Learning occurs when students absorb information into their own thought processes, and then change how they relate to the world. Learning also occurs when specific skills are mastered by students, allowing those students to perform new tasks. For this to happen the classroom has to provide a variety of mechanisms that allow information and new practices to soak in. Learning occurs best when truth is incarnate and dynamic, as our Lord demonstrated.

I teach by trying to tie my curricular materials to a living context. Often this means cross-referencing materials until students understand them within their own frame of reference. So, for example, in discussing literary appreciation, I may show a clip of an artistic performance twenty years before that was heralded as important, but which has lost its effectiveness for the present generation. This then leads to a discussion of what has changed and how our perceptions about art are colored by our cultural or generational biases. Students who engage in this discussion are then more curious to learn some of the objective standards of aesthetic evaluation that have been proposed through the years. I want the students to embrace what I am teaching as relevant to their own three-dimensional lives in this fallen world, a world which can only be saved as it has been, through the grace of our Lord Jesus and His atonement.


I was born and raised in Chicago where I attended school and worked until my marriage in 1988, after which we moved to Milwaukee and served for many years in a Christian college and worked to develop voucher schools in the center city.
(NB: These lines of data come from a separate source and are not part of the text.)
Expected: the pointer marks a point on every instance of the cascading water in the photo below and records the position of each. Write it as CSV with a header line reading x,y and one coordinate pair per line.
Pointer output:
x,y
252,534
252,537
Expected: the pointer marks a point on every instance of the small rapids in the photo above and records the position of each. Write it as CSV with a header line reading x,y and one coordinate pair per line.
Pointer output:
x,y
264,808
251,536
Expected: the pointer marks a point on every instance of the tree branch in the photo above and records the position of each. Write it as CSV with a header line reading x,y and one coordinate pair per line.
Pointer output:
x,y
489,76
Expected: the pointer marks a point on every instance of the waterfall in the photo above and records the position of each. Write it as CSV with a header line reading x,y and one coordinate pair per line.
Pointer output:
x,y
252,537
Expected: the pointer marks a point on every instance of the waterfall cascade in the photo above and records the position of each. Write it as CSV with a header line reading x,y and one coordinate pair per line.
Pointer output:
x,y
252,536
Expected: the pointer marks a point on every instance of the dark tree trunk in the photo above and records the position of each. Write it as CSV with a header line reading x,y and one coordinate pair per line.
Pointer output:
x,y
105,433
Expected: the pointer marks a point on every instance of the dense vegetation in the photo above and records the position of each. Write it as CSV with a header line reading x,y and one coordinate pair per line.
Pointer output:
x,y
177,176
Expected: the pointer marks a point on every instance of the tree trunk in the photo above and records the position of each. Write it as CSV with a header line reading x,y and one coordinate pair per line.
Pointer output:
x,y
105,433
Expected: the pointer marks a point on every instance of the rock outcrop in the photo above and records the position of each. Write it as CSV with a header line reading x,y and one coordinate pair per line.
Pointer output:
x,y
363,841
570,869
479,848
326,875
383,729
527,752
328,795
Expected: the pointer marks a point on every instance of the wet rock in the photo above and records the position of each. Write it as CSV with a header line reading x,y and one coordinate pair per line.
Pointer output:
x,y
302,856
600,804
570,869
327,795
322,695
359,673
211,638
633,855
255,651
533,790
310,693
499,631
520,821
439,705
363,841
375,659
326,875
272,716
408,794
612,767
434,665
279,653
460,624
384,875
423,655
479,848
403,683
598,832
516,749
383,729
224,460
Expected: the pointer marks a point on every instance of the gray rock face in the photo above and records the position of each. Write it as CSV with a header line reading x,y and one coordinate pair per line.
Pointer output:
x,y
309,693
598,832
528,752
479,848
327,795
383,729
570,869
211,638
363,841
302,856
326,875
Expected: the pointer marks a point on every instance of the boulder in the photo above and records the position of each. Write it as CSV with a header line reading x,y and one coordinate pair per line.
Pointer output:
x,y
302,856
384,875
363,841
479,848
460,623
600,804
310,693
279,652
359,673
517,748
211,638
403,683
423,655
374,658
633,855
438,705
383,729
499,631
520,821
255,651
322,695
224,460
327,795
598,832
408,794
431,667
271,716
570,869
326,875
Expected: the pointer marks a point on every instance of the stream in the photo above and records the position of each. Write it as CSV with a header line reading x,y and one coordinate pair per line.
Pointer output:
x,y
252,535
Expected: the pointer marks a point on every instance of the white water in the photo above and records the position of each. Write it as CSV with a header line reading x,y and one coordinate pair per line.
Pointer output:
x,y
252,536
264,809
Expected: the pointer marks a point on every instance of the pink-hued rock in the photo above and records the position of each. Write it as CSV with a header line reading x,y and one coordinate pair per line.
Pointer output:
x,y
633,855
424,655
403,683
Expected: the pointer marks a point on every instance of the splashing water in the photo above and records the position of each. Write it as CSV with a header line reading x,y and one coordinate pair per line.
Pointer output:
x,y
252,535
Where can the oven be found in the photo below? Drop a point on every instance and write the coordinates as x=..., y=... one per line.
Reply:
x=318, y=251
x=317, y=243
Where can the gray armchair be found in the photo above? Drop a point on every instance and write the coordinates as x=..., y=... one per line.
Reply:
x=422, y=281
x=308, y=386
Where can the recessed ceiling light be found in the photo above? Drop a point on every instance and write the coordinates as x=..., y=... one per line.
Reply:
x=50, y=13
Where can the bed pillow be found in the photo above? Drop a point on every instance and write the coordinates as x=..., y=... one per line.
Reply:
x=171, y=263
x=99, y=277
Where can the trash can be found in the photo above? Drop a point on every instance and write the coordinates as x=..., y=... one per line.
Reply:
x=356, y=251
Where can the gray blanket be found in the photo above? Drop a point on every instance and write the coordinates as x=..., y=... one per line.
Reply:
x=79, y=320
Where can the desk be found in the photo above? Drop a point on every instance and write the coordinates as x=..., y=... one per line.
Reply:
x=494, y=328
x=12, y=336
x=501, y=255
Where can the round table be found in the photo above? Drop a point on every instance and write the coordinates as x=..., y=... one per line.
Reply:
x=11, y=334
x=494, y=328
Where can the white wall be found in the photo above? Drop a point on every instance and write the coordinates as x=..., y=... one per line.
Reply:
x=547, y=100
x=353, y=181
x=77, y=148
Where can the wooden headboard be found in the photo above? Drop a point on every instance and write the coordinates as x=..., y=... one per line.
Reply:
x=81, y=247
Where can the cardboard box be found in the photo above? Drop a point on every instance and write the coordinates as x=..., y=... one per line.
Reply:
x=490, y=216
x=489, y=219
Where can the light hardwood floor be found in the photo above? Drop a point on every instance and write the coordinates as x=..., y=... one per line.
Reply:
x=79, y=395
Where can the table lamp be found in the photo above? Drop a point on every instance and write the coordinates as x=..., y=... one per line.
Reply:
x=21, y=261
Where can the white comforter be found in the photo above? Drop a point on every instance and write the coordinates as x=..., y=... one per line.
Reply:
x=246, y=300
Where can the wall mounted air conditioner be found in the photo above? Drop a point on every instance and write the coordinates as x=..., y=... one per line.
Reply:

Along the way, I founded and managed a youth evangelism program called Wandani that served mostly boys surrounded by the city's gang culture.

My interests include film and literature and fixing things in the house, but my time is mostly taken with my wife and our five children. The family currently includes our eldest daughter who teaches music in Boston, two other daughters and a son who study at Regent, and our youngest son who is in eighth grade at Portsmouth Christian School, in the town where we now live.